Ukraine's economy plunges into recession

Statistics published over the last few days have confirmed the persistence of the economic recession in Ukraine which began in mid-2012. In the first quarter of this year, the value of industrial production decreased by about 5%, and that of construction by 16.8%; only agriculture bucked this trend, rising by 5.8%. Foreign trade dynamics remain weak. Although exports rose (over the first two months of this year) by 1.9%, to US$10.5 billion (even though metallurgy exports are still falling), imports fell by up to 6.3%, to US$11.4 billion (mainly due to a decrease in gas imports of over 23%). It has not yet been announced, but another likely quarterly decline in GDP means that hopes of a rapid recovery from the recession and meeting the government’s target of GDP growth of 3.4% are not realistic. The prolonged recession has also caused a further reduction of Ukraine's GDP growth forecast in 2013; the World Bank has reduced its forecast from 3.5% to 1%, and the International Monetary Fund from 3.5% to 0%. In its April 2013 World Economic Outlook, the IMF predicts that this year Ukraine will post the worst result of all the CIS countries.




  • The ongoing recession is mainly related to the slump in overseas markets, which are the key customers of Ukrainian exports (export-oriented sectors generate up to 60% of Ukraine’s GDP). Other countries in the region have also achieved weaker results, including Kyiv’s economic partners (including Russia and the CIS, the euro area and Central Europe), and forecasts by international financial institutions do not foresee a speedy improvement in these markets.

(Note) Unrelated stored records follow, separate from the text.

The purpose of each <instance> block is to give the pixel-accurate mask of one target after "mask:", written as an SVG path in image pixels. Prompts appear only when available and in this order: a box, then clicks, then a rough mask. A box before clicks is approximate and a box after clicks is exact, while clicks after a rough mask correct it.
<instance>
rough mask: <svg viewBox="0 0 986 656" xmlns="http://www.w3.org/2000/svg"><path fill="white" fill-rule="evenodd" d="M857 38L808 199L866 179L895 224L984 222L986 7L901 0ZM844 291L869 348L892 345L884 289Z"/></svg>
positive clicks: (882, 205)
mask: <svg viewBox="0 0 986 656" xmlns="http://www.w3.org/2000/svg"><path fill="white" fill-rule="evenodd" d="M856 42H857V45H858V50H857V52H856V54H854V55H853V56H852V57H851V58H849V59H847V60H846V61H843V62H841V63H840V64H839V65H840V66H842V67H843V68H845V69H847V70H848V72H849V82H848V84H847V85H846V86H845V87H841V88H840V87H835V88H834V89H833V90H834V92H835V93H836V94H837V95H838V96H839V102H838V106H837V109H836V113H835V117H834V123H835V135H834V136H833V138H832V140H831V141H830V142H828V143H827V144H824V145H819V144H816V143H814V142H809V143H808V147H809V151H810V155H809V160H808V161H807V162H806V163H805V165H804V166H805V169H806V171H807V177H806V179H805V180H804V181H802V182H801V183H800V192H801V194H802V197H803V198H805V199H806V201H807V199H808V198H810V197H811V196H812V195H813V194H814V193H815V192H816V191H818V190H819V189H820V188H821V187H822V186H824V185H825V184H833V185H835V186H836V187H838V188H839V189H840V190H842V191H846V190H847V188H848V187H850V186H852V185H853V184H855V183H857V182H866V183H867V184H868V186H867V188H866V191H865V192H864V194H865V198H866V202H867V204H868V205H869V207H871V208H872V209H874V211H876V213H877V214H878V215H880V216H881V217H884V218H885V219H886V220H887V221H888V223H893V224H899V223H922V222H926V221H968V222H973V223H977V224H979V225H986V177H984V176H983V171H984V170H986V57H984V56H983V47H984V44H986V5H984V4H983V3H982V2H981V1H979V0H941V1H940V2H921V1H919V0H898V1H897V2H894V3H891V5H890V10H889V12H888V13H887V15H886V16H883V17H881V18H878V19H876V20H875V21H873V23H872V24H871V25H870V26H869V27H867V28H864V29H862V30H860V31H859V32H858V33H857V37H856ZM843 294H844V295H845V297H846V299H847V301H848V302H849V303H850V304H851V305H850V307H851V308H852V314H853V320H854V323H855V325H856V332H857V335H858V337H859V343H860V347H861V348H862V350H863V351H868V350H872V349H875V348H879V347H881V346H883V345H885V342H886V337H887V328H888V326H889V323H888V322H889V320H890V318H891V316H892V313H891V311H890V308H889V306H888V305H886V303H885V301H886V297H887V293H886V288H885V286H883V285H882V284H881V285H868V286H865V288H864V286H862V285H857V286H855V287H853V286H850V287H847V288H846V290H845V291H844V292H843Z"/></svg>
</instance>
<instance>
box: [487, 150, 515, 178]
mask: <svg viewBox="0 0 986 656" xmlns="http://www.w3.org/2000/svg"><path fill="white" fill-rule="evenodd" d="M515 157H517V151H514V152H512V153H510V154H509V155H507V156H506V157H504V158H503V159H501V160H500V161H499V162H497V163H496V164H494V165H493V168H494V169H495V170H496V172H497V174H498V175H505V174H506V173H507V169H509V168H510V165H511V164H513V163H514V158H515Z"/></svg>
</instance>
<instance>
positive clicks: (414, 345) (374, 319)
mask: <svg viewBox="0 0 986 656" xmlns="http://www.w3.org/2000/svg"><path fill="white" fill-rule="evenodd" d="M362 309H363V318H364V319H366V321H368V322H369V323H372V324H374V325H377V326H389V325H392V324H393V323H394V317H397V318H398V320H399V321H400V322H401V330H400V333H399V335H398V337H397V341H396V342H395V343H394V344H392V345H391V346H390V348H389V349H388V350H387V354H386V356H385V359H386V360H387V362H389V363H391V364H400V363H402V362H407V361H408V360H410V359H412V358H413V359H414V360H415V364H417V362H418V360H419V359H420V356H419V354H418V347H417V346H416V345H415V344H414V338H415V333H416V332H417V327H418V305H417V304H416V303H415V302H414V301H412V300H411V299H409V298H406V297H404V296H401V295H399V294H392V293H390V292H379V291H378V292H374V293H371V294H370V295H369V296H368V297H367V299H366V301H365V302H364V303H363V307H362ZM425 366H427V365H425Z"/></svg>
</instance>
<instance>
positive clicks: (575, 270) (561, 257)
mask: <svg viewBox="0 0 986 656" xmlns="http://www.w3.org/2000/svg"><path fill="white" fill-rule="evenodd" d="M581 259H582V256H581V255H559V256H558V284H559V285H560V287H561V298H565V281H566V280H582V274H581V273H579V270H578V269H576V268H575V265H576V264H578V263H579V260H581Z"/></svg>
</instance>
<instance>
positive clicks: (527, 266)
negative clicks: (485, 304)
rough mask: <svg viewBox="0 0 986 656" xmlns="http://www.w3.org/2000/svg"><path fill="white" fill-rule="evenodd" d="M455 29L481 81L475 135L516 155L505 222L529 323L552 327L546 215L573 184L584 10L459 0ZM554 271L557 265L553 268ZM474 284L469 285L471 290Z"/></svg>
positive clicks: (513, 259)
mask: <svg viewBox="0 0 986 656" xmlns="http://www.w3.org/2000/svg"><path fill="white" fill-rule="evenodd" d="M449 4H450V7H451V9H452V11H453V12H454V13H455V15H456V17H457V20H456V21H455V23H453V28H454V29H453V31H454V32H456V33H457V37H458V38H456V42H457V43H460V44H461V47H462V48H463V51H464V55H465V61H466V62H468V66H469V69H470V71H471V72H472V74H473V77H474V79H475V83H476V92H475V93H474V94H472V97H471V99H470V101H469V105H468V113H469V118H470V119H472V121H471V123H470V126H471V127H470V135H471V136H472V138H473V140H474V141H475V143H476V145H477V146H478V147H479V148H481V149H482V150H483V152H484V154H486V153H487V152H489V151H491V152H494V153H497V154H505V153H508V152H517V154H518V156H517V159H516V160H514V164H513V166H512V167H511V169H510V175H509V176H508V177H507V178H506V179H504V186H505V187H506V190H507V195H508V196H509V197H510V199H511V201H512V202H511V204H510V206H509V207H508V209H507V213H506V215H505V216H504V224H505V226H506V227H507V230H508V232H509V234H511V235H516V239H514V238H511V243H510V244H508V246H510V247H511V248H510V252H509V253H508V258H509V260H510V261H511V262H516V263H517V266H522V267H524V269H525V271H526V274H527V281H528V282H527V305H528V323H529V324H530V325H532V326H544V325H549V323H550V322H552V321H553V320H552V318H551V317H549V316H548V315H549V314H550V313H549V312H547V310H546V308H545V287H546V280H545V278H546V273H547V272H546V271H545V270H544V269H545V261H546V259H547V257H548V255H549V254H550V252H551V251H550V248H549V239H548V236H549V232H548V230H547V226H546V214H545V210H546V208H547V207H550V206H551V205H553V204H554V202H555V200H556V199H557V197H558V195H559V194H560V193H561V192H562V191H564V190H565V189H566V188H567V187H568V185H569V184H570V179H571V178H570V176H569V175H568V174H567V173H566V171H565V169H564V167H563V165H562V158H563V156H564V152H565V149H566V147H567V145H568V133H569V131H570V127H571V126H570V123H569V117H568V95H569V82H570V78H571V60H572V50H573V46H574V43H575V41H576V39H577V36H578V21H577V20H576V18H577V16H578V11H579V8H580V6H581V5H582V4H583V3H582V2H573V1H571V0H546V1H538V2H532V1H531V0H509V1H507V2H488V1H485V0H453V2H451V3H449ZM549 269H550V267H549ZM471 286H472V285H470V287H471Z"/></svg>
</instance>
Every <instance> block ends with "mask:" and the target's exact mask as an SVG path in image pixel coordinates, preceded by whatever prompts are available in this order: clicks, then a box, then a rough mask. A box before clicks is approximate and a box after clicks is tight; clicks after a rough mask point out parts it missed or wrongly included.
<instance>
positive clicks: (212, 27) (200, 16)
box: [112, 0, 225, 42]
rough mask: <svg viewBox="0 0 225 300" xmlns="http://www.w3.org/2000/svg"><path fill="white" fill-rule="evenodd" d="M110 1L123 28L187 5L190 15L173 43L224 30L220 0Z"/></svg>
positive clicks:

  • Kyiv is trying to counter the recession by stimulating domestic demand, in order to maintain a positive growth in real income for the population, and by announcing support for domestic industry. However this will be very difficult, in conditions of a budget deficit (a lower GDP translates to lower than planned revenues and higher budget deficits) and the large financial demands this year connected to foreign debt (about US$10 billion). The main source for financing the deficit is the issuing of new debt: in the first quarter, the Ministry of Finance borrowed about 43 billion hryvnia (over US$5 billion), while paying off only 14.8 billion hryvnia during that time (including only part of the foreign debt). This has caused public debt to rise (although so far it is still at a safe level: under 40% of GDP).
  • Ukraine could be assisted by the start of a new IMF loan worth about US$15 billion. However, this would require a number of reforms (including increases in domestic gas prices), which would cost the government politically in the context of the presidential elections planned for 2015. Kyiv’s position in its negotiations with the IMF, which have been ongoing for some months, is also influenced by the possibility of agreement with Russia (and a reduction in the price of imported gas), but this would require costly decisions of a non-economic nature: the creation of a gas consortium on Moscow’s conditions, or membership in the Customs Union. This is why Kyiv will put off taking any strategic decisions – as long as the market situation allows (that is, as long as the budget deficit can be financed by the sale of bonds on the domestic and foreign markets).